The Big and Possibly Dumb Buyback Boom

This Bloomberg article reports on an estimate by JPMorgan Chase & Co. that, with US Corporations having lots of cash sloshing around on their balance sheetsafter tax-cuts and other factors, share buybacks will total more than $800 billion this year. One quote in the article details that “Corporate America’s track record buying in stock is just horrendous. It’s terrible. We are now again approaching a peak of buyback activity, no matter how you measure it. The prior peak occurred in the second half of 2007, the last market peak. The trough in corporate buyback activity? Early ’09. So, kind of a perfect contra-indicator for the stock market.”

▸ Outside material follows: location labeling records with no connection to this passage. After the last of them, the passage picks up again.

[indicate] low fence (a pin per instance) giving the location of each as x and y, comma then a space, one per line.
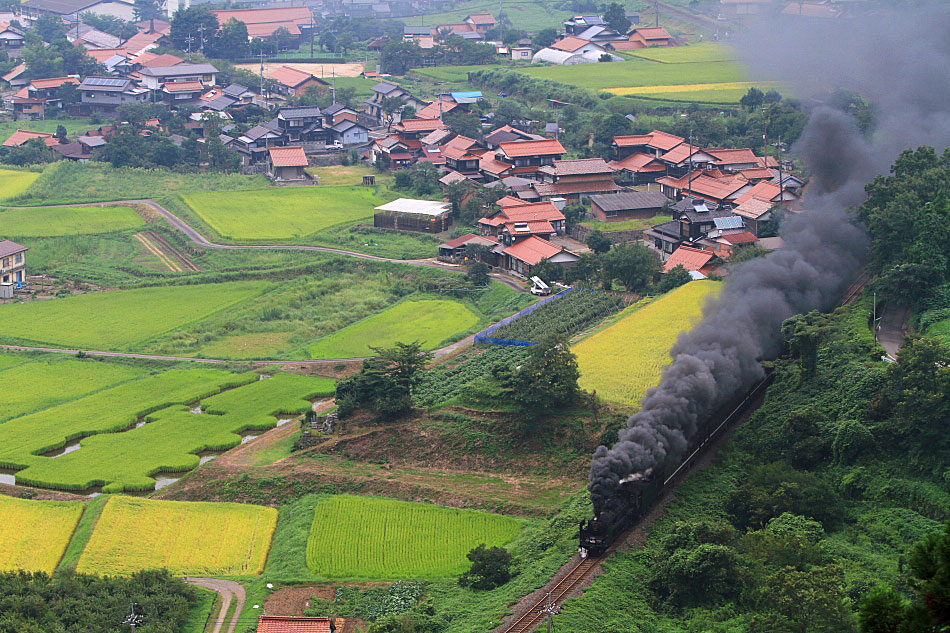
485, 336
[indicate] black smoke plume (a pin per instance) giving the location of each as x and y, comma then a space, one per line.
899, 61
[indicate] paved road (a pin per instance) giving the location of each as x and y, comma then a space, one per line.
228, 590
890, 333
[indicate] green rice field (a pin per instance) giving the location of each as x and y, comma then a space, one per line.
24, 439
56, 221
172, 438
373, 538
119, 319
282, 213
46, 383
13, 182
429, 321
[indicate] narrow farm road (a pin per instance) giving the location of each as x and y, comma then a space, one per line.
228, 590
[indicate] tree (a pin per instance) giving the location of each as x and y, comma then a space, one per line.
598, 242
616, 17
544, 38
491, 567
146, 10
478, 274
673, 278
191, 28
633, 265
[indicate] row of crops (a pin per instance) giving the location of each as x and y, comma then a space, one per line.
567, 315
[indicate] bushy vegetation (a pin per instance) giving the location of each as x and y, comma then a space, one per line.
380, 538
34, 534
68, 601
196, 538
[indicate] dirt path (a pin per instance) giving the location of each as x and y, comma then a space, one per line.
228, 590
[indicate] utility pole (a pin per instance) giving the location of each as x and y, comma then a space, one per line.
133, 620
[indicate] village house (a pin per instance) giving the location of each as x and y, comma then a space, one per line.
12, 262
406, 214
531, 251
575, 179
287, 164
628, 205
292, 82
105, 94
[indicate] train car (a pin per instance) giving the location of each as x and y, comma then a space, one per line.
636, 493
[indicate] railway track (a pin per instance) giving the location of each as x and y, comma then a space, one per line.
550, 602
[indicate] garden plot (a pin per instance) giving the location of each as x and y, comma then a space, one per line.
120, 319
34, 534
429, 321
173, 437
282, 213
187, 538
367, 537
58, 221
624, 360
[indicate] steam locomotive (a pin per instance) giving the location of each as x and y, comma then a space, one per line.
636, 493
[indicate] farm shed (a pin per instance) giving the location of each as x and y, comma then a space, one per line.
628, 205
286, 163
406, 214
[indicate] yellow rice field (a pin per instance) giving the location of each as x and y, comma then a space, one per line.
625, 359
727, 85
34, 534
187, 538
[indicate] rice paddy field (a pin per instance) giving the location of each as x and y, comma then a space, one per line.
24, 439
45, 383
429, 321
58, 221
14, 182
34, 534
703, 73
187, 538
373, 538
120, 319
172, 438
625, 359
282, 213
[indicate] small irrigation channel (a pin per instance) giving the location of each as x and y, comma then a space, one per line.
565, 313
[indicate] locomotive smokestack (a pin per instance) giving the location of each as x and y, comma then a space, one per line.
823, 249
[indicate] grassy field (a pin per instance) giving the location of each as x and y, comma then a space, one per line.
122, 318
429, 321
359, 537
626, 225
68, 221
278, 214
34, 534
625, 359
14, 182
23, 439
66, 182
46, 383
195, 539
337, 175
173, 437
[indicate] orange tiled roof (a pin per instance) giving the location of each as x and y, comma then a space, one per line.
288, 157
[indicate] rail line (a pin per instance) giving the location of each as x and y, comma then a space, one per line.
531, 618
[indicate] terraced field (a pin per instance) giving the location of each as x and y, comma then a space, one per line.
34, 534
625, 359
173, 437
367, 537
57, 221
120, 319
187, 538
429, 321
282, 213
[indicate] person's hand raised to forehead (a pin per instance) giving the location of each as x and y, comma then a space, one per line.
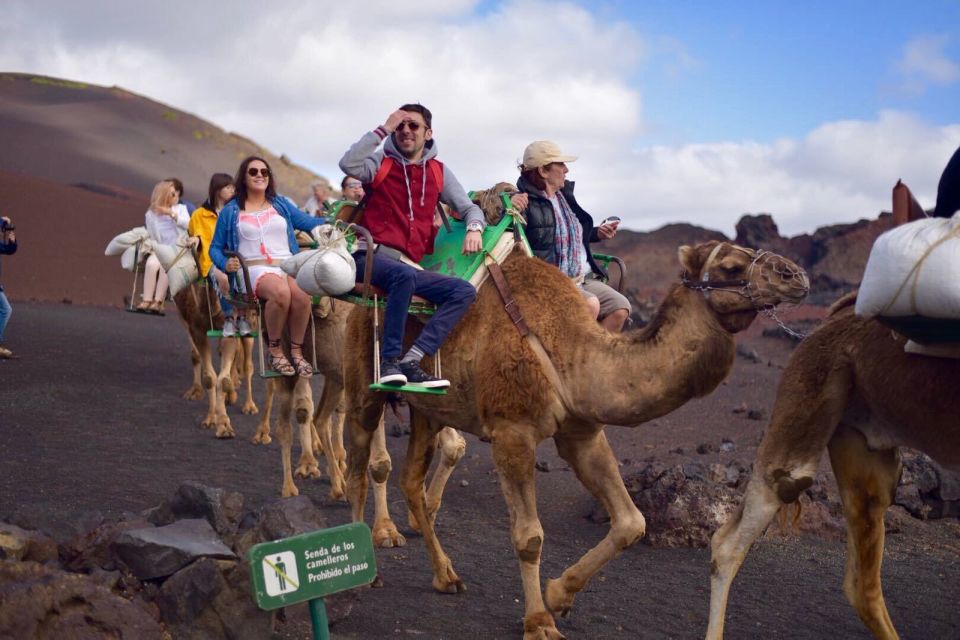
395, 118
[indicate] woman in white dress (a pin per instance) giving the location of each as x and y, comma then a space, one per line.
166, 220
259, 224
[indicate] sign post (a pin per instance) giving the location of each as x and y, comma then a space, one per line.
310, 566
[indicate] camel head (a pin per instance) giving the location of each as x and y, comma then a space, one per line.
738, 282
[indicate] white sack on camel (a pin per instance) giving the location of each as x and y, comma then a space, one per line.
913, 271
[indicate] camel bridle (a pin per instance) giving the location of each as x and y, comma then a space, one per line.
757, 284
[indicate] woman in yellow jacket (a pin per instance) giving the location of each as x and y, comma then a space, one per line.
202, 223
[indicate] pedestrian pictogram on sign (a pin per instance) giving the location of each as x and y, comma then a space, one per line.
280, 573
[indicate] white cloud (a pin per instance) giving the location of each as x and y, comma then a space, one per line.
307, 79
924, 63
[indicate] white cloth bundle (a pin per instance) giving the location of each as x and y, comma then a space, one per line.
914, 270
125, 240
179, 264
326, 271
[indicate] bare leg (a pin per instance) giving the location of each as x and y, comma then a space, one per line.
596, 467
868, 484
151, 272
419, 453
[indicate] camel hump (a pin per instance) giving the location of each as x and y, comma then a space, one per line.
847, 300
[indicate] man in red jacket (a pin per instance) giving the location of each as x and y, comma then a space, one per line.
404, 183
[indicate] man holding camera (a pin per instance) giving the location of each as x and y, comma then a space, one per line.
8, 245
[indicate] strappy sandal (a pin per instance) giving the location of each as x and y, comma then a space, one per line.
303, 367
278, 361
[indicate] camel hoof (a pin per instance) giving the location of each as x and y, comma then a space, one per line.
193, 393
449, 586
386, 536
259, 438
226, 431
307, 471
558, 599
540, 626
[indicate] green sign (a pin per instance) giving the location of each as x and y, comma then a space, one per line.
312, 565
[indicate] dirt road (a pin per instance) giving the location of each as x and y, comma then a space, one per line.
92, 420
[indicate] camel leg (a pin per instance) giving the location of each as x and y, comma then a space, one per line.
208, 378
330, 400
262, 435
285, 437
868, 484
307, 466
423, 441
452, 447
195, 392
358, 458
224, 388
385, 532
514, 455
246, 372
593, 461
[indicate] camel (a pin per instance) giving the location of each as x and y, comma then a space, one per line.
517, 391
326, 432
851, 389
197, 309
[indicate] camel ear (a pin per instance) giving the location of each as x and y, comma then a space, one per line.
689, 259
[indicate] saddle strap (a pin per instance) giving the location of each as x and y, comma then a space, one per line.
509, 304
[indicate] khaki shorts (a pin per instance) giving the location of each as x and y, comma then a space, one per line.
610, 299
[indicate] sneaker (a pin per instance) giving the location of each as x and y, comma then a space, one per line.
243, 327
391, 374
420, 378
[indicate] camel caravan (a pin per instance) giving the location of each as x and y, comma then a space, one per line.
520, 367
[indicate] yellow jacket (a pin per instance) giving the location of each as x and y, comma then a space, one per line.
202, 223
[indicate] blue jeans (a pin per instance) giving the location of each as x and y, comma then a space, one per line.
5, 312
452, 296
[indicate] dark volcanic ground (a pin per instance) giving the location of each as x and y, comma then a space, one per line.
92, 420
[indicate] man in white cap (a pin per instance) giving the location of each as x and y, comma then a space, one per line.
560, 230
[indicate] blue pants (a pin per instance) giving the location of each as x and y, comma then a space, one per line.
452, 296
5, 311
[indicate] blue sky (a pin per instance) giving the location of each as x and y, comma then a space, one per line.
679, 111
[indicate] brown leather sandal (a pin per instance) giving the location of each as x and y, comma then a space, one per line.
304, 369
278, 361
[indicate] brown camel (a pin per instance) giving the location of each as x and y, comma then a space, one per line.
197, 308
850, 388
517, 392
326, 434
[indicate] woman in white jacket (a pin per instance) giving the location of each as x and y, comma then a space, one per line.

Bronte Capital – John Hempton’s End of Year Letter

John Hempton’s annual letter is an interesting read in that he goes into a lot of detail about the edge he believes Bronte has in shorting stocks (which seems to be partly a unique asset in their database of unscrupulous characters), but how this approach is not as scalable as a fund which has a differentiated substantive edge going long: “…the advantage we have in shorting stocks is not scalable beyond a certain AUM…Most of the intellectual effort that Bronte has expended over the past nine years has been in systems to improve our edge short-selling. As our systems get better our edge gets better – and just as importantly – our ability to scale our edge becomes better…Our approach to longs is very different – value investing is a proven model, but it is a less differentiated and novel approach than our shorting. We have spent a lot of time trying to work out what makes for a “good business” and we try to buy those at reasonable prices. Our record is good – our longs have done better than market over the period we have been running Bronte. Our edge in longs scales pretty well – we could be managing 5x as much money and it would not meaningfully impair performance. Alas this is the wrong-way around. We wish our differentiatied substantive edge was in going long. The really big money in the world is made by people who own things, build things and invest in things. Short selling is just not as good a way to make money over the long run. Bluntly – you would rather be Warren Buffett than any of the, very few, famous short sellers though both approaches have generated a lot of ‘alpha’.